China's fintech sector grows fast amid tighter regulations: report

Tracy Li
Driven by the increased availability of third-party platforms, online financial services in China have seen rapid growth amid tightened regulations, Moody's Investors Service said. 
Tracy Li

Driven by the increased availability of third-party platforms, online financial services in China have seen rapid growth amid tightened regulations, Moody’s Investors Service said in a recent report.

Total outstanding consumer credit in China totaled 36 trillion yuan (US$5.2 trillion) as of the first half of 2018, with mortgage loans accounting for 67 percent, credit cards for 17 percent, and third-party platforms a combined 15 percent, according to economic data provider CEIC.

Excluding mortgages, the nation’s total outstanding consumer credit reached 12 trillion yuan as of the first six months of 2018, maintaining an annual growth rate of 28 percent since 2015, the report said.

The growth reflects increases personal income and consumer spending in China, and also the strong desire to generate returns above cash-deposit rates, Moody’s noted in the report.

In China, there are two main types of third-party platform, namely partnerships between financial institutions and technology companies, as well as peer-to-peer (P2P) platforms through which individuals, rather than financial institutions, make loans.

Thanks to these fintech firms, consumers and small companies now have easier access to loans and different types of investment, thereby helping support the country’s economic development.

For example, the number of consumers investing in wealth management products online jumped 66 percent to 169 million by the end of the first half of 2018, from the same period two years ago, according to the China Internet Network Information Center.

These products include those distributed through bank platforms and third-party platforms.

Meanwhile, the sector, especially P2P platforms, has suffered relatively high default rates and a number of them have failed.

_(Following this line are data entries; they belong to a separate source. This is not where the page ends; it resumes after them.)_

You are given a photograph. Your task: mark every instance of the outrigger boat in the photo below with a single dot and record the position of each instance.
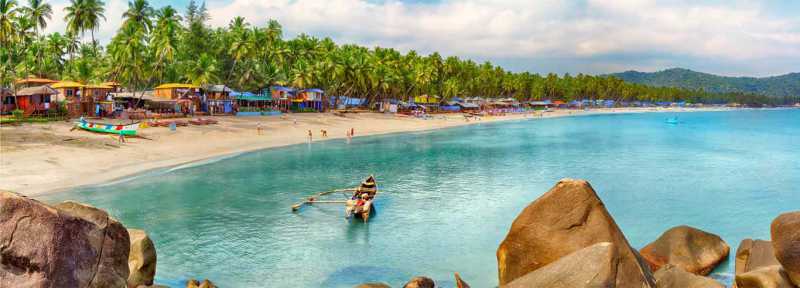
(125, 129)
(358, 204)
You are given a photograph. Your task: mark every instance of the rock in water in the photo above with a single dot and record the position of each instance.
(460, 282)
(566, 219)
(420, 282)
(142, 259)
(47, 247)
(110, 238)
(670, 276)
(785, 233)
(373, 285)
(765, 277)
(591, 267)
(691, 249)
(752, 255)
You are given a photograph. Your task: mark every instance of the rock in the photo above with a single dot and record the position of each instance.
(785, 233)
(460, 283)
(373, 285)
(691, 249)
(670, 276)
(110, 238)
(754, 254)
(142, 259)
(420, 282)
(765, 277)
(47, 247)
(593, 266)
(566, 219)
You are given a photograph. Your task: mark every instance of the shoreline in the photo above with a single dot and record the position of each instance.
(50, 174)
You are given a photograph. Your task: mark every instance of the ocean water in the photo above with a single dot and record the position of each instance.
(448, 197)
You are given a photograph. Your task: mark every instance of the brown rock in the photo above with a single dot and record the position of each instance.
(691, 249)
(420, 282)
(460, 282)
(373, 285)
(765, 277)
(142, 259)
(594, 266)
(785, 233)
(754, 254)
(566, 219)
(110, 238)
(670, 276)
(41, 246)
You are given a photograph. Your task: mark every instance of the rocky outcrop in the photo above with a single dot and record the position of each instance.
(670, 276)
(593, 266)
(373, 285)
(192, 283)
(110, 238)
(420, 282)
(75, 246)
(142, 259)
(785, 232)
(566, 219)
(460, 283)
(765, 277)
(752, 255)
(691, 249)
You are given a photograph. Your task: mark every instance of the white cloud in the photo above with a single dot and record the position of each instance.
(592, 32)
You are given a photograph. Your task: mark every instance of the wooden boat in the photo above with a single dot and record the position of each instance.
(124, 129)
(360, 204)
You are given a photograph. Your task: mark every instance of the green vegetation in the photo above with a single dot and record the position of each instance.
(787, 85)
(156, 46)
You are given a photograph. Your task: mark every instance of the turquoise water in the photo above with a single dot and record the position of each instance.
(448, 197)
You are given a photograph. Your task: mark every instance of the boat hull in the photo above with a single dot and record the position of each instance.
(128, 130)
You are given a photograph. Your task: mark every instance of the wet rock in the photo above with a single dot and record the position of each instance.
(420, 282)
(593, 266)
(142, 259)
(110, 238)
(460, 282)
(691, 249)
(765, 277)
(373, 285)
(566, 219)
(754, 254)
(670, 276)
(42, 246)
(785, 233)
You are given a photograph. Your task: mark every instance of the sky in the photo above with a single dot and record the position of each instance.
(732, 38)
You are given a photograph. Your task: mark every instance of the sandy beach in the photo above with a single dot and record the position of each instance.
(47, 158)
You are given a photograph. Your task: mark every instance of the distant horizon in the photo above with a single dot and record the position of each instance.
(740, 39)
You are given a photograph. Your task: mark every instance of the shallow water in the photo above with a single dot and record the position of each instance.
(448, 197)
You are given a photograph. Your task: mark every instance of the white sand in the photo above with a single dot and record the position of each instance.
(45, 158)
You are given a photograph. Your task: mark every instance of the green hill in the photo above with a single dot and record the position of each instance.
(775, 86)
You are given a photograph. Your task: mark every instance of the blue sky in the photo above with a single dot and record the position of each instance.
(736, 38)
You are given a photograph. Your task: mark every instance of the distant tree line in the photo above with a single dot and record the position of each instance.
(156, 46)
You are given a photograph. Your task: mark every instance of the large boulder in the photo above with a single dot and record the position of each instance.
(785, 233)
(591, 267)
(110, 238)
(420, 282)
(670, 276)
(754, 254)
(47, 247)
(691, 249)
(142, 259)
(765, 277)
(566, 219)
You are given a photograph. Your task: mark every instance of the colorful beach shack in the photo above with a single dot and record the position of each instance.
(36, 99)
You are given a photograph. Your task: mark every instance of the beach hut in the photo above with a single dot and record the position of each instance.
(36, 99)
(218, 99)
(7, 97)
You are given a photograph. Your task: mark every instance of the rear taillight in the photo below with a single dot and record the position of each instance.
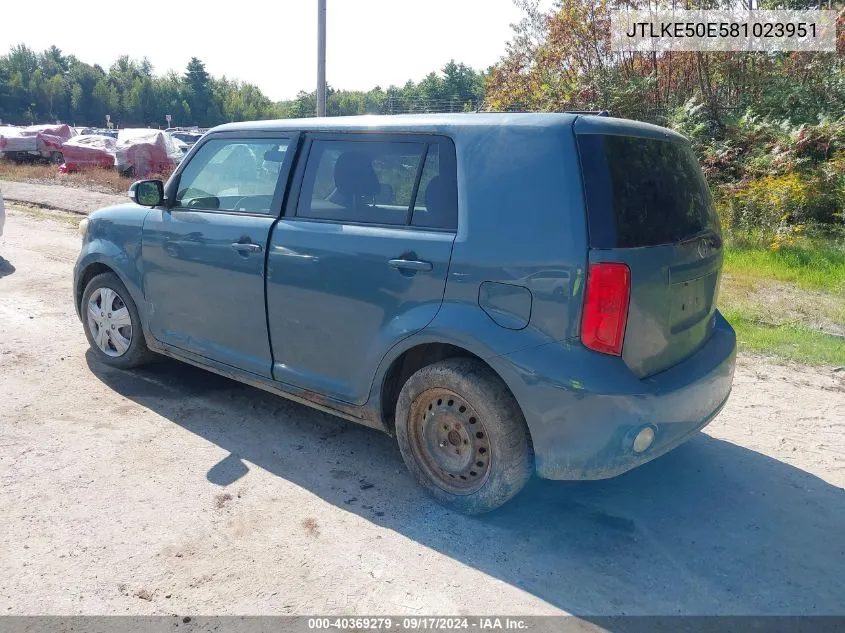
(606, 307)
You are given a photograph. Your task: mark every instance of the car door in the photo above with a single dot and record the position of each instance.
(203, 258)
(360, 259)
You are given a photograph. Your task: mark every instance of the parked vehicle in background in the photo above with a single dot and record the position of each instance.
(36, 143)
(189, 138)
(504, 293)
(143, 151)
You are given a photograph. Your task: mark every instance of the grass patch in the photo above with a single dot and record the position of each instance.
(787, 303)
(790, 342)
(819, 266)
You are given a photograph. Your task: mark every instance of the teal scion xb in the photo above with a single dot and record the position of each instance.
(503, 293)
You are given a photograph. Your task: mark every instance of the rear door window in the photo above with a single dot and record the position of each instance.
(393, 182)
(643, 192)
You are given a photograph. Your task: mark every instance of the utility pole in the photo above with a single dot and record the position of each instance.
(321, 57)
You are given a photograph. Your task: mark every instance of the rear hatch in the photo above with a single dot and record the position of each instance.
(649, 207)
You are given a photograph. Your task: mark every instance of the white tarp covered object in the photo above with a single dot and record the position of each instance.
(44, 139)
(143, 151)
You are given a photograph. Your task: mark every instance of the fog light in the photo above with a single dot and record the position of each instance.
(644, 439)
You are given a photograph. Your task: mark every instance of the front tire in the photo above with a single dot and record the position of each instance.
(463, 436)
(112, 324)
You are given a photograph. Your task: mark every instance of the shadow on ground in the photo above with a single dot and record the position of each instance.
(710, 528)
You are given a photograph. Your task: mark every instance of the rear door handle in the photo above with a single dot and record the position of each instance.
(410, 264)
(247, 247)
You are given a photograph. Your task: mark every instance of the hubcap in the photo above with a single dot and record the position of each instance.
(109, 322)
(449, 441)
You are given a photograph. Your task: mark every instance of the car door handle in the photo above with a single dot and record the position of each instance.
(410, 264)
(247, 247)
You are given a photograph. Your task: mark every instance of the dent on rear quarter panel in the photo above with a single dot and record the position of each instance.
(114, 239)
(522, 229)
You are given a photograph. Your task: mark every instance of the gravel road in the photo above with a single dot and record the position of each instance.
(172, 490)
(58, 197)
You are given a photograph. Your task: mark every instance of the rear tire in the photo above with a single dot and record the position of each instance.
(463, 436)
(112, 324)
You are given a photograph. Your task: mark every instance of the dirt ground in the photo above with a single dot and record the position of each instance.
(58, 197)
(172, 490)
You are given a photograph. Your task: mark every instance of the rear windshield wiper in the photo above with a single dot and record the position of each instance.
(713, 235)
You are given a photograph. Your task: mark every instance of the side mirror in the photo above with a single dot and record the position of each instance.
(147, 193)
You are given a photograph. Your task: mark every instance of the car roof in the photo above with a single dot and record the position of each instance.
(407, 122)
(454, 124)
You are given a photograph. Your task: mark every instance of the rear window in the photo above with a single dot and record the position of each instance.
(643, 192)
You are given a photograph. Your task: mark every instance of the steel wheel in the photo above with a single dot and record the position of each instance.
(109, 322)
(449, 441)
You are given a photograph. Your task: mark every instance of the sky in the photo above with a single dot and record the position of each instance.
(272, 44)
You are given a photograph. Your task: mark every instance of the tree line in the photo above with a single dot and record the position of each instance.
(51, 86)
(768, 128)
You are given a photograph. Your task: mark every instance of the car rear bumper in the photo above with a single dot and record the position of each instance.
(584, 409)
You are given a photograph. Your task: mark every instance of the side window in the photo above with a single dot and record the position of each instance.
(436, 206)
(232, 175)
(360, 181)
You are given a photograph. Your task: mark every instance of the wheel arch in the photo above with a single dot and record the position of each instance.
(408, 362)
(86, 275)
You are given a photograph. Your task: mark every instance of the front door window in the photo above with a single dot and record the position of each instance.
(233, 175)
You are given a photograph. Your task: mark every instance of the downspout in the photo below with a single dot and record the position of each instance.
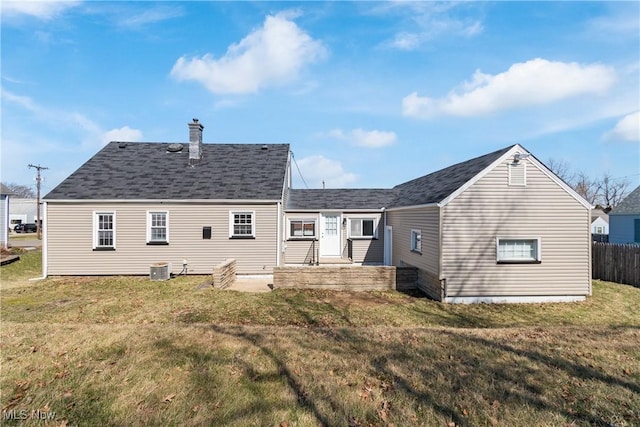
(279, 234)
(45, 242)
(384, 236)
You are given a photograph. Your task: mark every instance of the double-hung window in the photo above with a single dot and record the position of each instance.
(518, 250)
(158, 228)
(302, 228)
(362, 228)
(242, 224)
(104, 230)
(416, 241)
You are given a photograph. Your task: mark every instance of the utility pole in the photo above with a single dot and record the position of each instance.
(38, 181)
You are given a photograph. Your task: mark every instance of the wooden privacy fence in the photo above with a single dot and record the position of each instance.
(616, 263)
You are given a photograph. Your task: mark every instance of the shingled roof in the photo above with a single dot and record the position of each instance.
(439, 185)
(630, 205)
(340, 199)
(149, 171)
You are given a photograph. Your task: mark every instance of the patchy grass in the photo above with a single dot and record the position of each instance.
(127, 351)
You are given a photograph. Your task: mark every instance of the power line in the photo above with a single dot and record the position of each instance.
(299, 173)
(38, 181)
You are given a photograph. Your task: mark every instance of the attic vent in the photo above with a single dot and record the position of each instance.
(518, 174)
(175, 148)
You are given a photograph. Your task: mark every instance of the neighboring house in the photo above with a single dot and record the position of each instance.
(22, 211)
(624, 220)
(599, 222)
(476, 231)
(5, 195)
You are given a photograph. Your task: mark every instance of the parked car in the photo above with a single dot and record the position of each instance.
(25, 228)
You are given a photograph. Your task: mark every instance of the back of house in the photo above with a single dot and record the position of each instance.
(136, 204)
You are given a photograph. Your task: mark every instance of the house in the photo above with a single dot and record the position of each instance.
(480, 231)
(5, 194)
(599, 222)
(477, 231)
(135, 204)
(624, 220)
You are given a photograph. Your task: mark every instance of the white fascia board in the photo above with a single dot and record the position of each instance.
(169, 201)
(514, 299)
(402, 208)
(293, 211)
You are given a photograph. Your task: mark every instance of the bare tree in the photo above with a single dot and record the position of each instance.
(588, 188)
(612, 191)
(22, 191)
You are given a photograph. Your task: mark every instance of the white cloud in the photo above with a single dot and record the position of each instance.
(124, 133)
(271, 55)
(149, 16)
(534, 82)
(427, 21)
(363, 138)
(316, 169)
(41, 9)
(627, 129)
(88, 131)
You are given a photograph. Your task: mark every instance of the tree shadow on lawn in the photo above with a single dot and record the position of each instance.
(455, 375)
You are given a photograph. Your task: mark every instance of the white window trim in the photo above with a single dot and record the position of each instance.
(363, 218)
(516, 260)
(418, 233)
(303, 237)
(95, 229)
(524, 172)
(149, 226)
(253, 224)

Data from Wangdaizhijia, a web portal that tracks the industry, indicated that the number of China’s operating P2P platforms has been reduced around a half as of the third quarter of 2018.

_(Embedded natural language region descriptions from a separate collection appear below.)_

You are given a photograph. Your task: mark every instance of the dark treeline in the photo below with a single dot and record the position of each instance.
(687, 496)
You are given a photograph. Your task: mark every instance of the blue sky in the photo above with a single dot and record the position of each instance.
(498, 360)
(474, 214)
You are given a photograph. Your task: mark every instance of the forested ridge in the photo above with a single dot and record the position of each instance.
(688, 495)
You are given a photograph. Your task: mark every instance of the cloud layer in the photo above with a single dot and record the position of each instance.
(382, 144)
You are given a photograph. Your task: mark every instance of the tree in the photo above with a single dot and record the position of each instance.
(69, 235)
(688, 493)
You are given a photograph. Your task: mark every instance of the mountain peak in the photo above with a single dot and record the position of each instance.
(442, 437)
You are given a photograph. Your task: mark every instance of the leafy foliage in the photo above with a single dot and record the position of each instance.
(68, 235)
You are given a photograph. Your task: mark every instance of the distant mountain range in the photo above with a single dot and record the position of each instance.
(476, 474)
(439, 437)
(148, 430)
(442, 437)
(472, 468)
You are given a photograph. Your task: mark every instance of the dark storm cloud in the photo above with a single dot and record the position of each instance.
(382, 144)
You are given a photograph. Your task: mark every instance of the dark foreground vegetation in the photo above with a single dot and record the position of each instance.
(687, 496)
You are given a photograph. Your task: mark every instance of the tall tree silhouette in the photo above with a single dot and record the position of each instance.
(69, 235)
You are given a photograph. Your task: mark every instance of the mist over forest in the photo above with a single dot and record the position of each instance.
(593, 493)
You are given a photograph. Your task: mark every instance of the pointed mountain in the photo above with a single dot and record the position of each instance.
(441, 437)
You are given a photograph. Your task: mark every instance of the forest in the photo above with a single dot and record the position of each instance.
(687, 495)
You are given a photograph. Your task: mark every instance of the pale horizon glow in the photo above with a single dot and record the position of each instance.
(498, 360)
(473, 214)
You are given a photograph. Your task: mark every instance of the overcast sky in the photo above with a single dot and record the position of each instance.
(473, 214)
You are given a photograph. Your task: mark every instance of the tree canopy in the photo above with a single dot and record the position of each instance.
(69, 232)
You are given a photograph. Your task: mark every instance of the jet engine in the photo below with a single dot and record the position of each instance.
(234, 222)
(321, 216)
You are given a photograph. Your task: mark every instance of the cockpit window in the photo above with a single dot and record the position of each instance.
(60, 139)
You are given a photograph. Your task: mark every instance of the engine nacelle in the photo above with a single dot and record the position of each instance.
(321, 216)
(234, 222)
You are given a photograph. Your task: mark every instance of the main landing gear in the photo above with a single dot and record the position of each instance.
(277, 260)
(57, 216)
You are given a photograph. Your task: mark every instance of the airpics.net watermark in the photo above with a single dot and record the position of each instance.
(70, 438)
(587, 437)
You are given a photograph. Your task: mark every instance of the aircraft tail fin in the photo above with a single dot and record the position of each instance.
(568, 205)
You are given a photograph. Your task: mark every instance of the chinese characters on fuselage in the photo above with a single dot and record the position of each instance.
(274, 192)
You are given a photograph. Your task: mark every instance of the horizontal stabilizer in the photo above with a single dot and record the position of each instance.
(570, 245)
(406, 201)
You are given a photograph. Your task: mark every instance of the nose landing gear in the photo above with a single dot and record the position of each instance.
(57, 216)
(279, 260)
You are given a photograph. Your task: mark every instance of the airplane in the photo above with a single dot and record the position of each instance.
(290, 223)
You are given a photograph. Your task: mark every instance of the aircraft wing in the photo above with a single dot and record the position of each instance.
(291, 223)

In response to the fragility of this unregulated industry, watchdogs have tightened supervision since the second half of 2016.

In particular, the People’s Bank of China and the China Banking and Insurance Regulatory Commission issued new regulations on 1 December 2017 that raised qualification requirements for lenders and curtailed their funding access.

For instance, the aggregate interest and fees that a lender charges a borrower cannot exceed 36 percent of the loan balance on an annualized basis. Further, banks are not allowed to accept guarantees from unqualified third-party online platforms.

Most recently, formal regulation of online financing was included in the 13th Five-Year Modern Financial System Plan jointly issued by nine government ministries in May 2018.

The rating agency predicts that in the near term, access to funding will remain a challenge for many third-party platforms, as China carries on its efforts to curb shadow banking.